Because, they believe, the rich have swallowed the national cake and left only crumbs along a breadline of unemployment for the poor.

When Bobi looked ghetto and behaved ghetto, he brought every weapon to a street fight on behalf of the wretched of the earth.
The seeds of his struggle situated Uganda’s identity in the revolutionary flowering of national survival, beyond a collective death.

Such death is characterised by a vacuum at its middle, forcing most of its citizenry to the bottom. This while few sit at the top. As the bottom festers with hordes of youth whose finances have bottomed-out. They feel abandoned by a political class growing fat on government patronage.
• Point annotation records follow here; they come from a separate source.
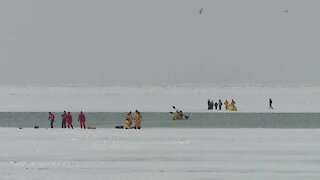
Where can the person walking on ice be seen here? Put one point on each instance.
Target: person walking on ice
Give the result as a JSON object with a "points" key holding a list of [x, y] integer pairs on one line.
{"points": [[137, 120], [51, 119], [82, 120], [270, 104], [128, 121], [64, 119], [69, 120]]}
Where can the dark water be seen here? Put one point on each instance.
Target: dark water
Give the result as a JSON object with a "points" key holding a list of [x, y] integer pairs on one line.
{"points": [[163, 120]]}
When Bobi first came on the scene, we identified with his tragic sense of ghetto life: an existence looked down upon by the rich and ignored by the powerful.
While Bobi glamorised and gave it a redemptive power by actually being able to rise above it.
His was a post-modern conception of leadership: subversive of yesteryear yet subservient to a brighter day.

Through Bobi, many felt they could address the specific conditions of their existence while escaping the predatory clutches of the powerful.
Bobi was daring enough to ensure that the president’s convoy was drunk-driving when it was left stoned (pun intended).

He thus turned Arua into a dirty four letter word which left our politics pregnant with possibilities. Alas, these possibilities seem to be stillborn.
As a party man, he shall find that party procedure will formalise party fervour. Even FDC found itself more effective during the extra-party activity of “walk-to-work” than during a party procession to the ballot box.
Bobi’s activism, like FDC’s, will be left hamstrung by formalism.

Wait for the horse trading, backroom deals and unholy alliances along with already existential reports of NUP faithful worshipping Bobi the way NRM politicos do President Museveni.

Thereby dousing the flames of People Power. And reducing them to the light that burned twice as bright, but only half as long.

Mr Matogo is the managing editor Fasihi Magazine.